Wednesday, 26 May 2021

Miracle Creek by Angie Kim


Paperback: How far will you go to protect your family? Will you keep their secrets? Ignore their lies?

My husband asked me to lie. Not a big lie. He probably didn’t even consider it a lie, and neither did I, at first.

In a small town in Virginia, a group of strangers come together at a special treatment center, where they enter the Miracle Submarine, an experimental oxygen chamber that may cure a range of conditions - from fertility to autism. Then the chamber  explodes and two people die. Who is responsible? Was it the exhausted mother of a patient? The owners, hoping to cash in on a big insurance payment and send their daughter to college? Could it have been a protestor, trying to prove that the treatment isn’t safe? An ensuing murder trial uncovers unimaginable secrets and lies.

Drawing on the author’s own experiences - as a former trial lawyer, Korean American immigrant, and mother of a real-life “submarine” patient - Miracle Creek (2019) pieces together the tense atmosphere of a courtroom drama and the complexities of family life. 

Miracle Creek is a powerful debut from an unforgettable new voice. It won the 2020 Edgar Award for First Novel, the 2020 ITW Thriller Award for Best First Novel, the 2020 Strand Critics Award for Best Debut Novel and the 2020 Pinckley Prize for Debut Novel.

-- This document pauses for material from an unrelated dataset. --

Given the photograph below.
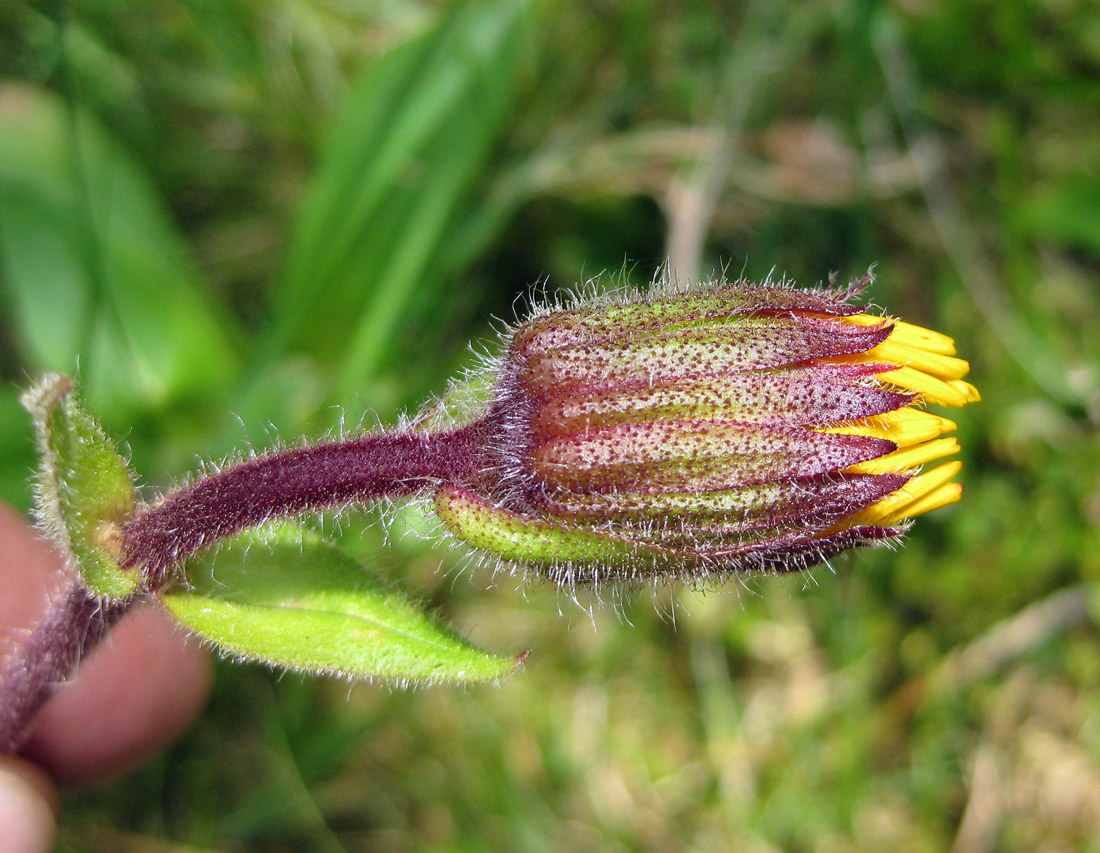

It was voted Best Book of the Year by Time, The Washington Post, Today show, Real Simple, Kirkus Reviews, Library Journal, Chicago Public Library, Amazon, Hudson Booksellers, BookPage and CrimeReads.

About the author: Angie Kim is the debut author of the international bestseller and Edgar winner Miracle Creek. She moved as a preteen from Seoul, to the suburbs of Baltimore. She attended Stanford University and Harvard Law School, then practiced as a trial lawyer. 

Her novel also won the ITW Thriller Award, the Strand Critics’ Award, and the Pinckley Prize. A Korean immigrant, former editor of the Harvard Law Review, and one of Variety Magazine’s inaugural “10 Storytellers to Watch,” Kim has written for Vogue, The New York Times Book Review, The Washington Post, Glamour, and numerous literary journals. She lives in Northern Virginia with her husband and three sons. 

Her upcoming novel, Happiness Quotient, is about a 10-year-old boy who is nonverbal and on the autism spectrum. And he goes on a walk with his father, who is his caregiver, and only he returns. The father does not return. So it is about trying to figure out what happened because the son cannot communicate.